Case in point: Research informs legislation to shed obesity
The South African Government implemented a 11% excise tax on sugar-sweetened beverages (SSBs) in 2018. The legislative move was years in the making and throughout the process, work by researchers from Wits University contributed directly to decisions made in and around the policy.
Championing the role of research in policy
The Wits School of Public Health SA MRC Centre for Health Economics and Decision Science, known as PRICELESS-SA began its work on the case in 2013. Evidence from other countries had suggested that a tax on SSBs was likely to reduce consumption and rein in the increasing burden of obesity-related non-communicable diseases (NCDs).

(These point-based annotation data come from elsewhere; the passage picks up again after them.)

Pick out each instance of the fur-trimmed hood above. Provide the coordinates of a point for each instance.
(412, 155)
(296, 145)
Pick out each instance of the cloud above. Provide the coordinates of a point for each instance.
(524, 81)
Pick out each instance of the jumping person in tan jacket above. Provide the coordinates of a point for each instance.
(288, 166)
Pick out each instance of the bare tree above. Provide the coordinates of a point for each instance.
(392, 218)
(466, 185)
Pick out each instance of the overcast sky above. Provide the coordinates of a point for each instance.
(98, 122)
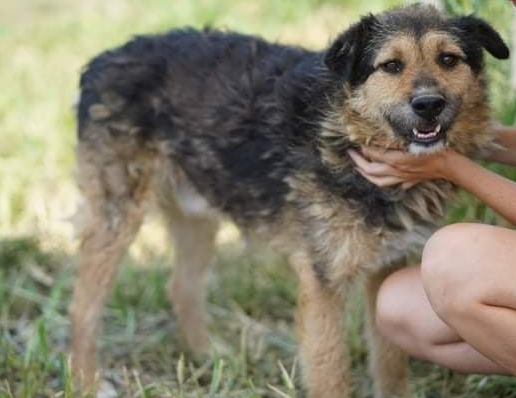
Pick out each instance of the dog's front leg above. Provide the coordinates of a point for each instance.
(388, 364)
(321, 337)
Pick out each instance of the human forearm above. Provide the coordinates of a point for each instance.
(495, 191)
(506, 153)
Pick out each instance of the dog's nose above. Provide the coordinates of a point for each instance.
(428, 106)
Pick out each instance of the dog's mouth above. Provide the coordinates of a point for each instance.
(428, 135)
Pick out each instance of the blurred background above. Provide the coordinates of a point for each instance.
(43, 46)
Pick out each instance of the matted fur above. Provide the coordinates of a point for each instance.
(215, 124)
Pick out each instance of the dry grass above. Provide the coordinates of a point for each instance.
(44, 44)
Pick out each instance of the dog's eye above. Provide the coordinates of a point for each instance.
(448, 60)
(393, 66)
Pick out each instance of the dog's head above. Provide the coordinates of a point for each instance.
(414, 79)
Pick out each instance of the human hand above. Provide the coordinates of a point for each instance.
(388, 167)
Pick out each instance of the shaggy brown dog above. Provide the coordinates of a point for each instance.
(219, 124)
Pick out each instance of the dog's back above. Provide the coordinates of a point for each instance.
(227, 124)
(211, 102)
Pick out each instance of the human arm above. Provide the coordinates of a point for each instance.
(506, 151)
(386, 168)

The Wits research indicated that implementing a tax on sugar-sweetened beverages could prevent more South Africans, especially younger ones, from becoming obese.
Informative work by the PRICELESS-SA team including a paper that was published in PLOS ONE on 19 August 2014. Titled, The potential impact of a 20% tax on sugar-sweetened beverages on obesity in South African adults: A mathematical model, the paper gave credence to the suggested tax on sugar-sweetened beverages in response to a call by the then Minister of Health, who had raised the need to regulate foods high in sugar to address obesity and its related diseases.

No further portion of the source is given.